Posted by: Sid Steward | May 22, 2006 2:57:13 PM

One of my favorite quotes ever on orgs is from a chaos theory business consultant named Laurie Fitzgerald: "Your organization is perfectly tuned to get the results it achieves." Depending on how you feel that day about your company, it's a pat on the back or a slap in the face, but it's always true. :)
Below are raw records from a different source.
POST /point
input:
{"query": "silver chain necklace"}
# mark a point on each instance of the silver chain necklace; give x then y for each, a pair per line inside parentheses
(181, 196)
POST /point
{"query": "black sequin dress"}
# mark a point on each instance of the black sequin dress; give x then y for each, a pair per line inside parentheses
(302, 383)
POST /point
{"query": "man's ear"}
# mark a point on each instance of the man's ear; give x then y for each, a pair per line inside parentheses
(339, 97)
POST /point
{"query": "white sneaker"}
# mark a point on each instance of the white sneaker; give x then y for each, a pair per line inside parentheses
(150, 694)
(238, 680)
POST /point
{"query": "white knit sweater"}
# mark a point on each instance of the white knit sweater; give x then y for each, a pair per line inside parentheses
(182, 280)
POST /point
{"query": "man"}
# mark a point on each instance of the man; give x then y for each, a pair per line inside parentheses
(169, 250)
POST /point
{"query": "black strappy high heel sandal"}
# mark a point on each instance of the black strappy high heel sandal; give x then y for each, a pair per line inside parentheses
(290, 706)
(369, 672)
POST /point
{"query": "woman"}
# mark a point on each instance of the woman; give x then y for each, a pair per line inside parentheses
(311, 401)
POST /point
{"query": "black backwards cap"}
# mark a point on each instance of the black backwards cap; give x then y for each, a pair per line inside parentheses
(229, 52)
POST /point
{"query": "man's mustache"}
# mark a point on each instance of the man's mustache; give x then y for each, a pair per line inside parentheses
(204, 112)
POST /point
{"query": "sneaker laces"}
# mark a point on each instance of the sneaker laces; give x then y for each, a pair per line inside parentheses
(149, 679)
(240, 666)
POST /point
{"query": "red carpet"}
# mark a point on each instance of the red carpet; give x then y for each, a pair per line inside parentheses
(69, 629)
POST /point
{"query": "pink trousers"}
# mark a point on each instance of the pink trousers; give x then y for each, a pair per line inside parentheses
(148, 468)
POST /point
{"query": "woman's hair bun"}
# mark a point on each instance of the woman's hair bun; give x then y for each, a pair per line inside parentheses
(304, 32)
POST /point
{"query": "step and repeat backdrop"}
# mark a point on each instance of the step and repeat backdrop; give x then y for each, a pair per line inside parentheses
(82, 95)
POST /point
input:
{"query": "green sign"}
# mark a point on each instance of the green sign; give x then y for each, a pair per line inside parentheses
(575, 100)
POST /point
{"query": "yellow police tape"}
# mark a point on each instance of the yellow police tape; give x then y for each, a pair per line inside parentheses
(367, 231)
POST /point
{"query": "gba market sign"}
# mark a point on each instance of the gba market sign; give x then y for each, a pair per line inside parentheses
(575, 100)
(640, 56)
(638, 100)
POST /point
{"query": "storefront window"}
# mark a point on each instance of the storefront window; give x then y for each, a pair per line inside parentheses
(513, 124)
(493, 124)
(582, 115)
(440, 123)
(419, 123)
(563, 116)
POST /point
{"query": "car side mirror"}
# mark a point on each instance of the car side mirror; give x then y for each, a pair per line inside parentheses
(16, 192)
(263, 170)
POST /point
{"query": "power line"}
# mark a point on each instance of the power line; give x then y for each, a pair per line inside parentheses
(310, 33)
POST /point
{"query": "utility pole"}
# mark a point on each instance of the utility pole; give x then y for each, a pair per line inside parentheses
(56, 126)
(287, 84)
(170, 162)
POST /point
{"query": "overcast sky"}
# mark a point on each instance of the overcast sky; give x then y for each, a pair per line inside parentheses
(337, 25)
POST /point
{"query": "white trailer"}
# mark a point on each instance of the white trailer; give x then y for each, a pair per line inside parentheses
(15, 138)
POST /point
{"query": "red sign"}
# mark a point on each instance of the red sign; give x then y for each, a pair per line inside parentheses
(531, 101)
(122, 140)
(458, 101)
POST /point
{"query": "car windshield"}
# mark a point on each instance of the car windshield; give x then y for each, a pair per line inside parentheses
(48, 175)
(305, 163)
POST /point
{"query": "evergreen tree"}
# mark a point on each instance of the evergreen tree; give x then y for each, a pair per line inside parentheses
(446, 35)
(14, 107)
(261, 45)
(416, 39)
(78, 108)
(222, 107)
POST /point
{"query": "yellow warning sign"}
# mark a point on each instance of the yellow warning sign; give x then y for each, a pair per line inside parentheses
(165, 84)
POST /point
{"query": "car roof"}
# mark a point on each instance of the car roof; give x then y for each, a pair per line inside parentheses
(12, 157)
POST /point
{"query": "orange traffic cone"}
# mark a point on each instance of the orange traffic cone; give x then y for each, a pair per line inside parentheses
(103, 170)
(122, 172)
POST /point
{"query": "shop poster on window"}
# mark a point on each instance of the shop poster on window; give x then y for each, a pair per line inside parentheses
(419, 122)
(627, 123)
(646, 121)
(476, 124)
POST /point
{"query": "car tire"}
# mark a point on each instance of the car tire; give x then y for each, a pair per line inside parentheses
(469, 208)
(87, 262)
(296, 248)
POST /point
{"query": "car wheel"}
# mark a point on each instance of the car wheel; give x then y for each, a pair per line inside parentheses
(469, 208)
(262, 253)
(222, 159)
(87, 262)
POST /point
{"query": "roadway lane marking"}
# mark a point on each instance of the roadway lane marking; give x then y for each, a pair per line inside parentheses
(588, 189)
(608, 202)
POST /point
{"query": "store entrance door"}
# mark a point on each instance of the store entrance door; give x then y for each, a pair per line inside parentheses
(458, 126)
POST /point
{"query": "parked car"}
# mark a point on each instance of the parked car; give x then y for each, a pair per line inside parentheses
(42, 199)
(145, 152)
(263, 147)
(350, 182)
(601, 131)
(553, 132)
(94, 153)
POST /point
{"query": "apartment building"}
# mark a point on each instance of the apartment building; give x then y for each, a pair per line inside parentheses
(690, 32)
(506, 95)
Posted by: John Smart | May 25, 2006 7:31:21 PM

Easy v difficult.... It's seen in life all the time with opportunities that come our way, things we 'think' we'd like to do/have, but sometimes our 'heart' says otherwise. When we're going 'with the flow' it's easy. When it's meant for us, water can go up hill. The thing is to listen with all our senses to the feedback we get, from words, others actions. If the going is tough, maybe this is not the best time to push this. Anyone can shove. Not everyone listens, but by 'listening' we may find there's another direction to go. I blogged on this the other day.
Noel
Noel Kingsley

Posted by: Noel Kingsley | May 26, 2006 1:55:18 AM

Similar concepts in the world of wikis: LimitDamage goes together with ReversibleChange in making the system tolerant,
PricklyHedge and SecurityByObscurity (yes!) are dissuasive, and a SurgeProtector makes bad things successively harder. And so on. All of these are about herding people around without actually telling them anything, a form of electronic non-verbal communication, if you want.

Posted by: Alex Schroeder | May 30, 2006 6:33:50 AM

The comments to this entry are closed.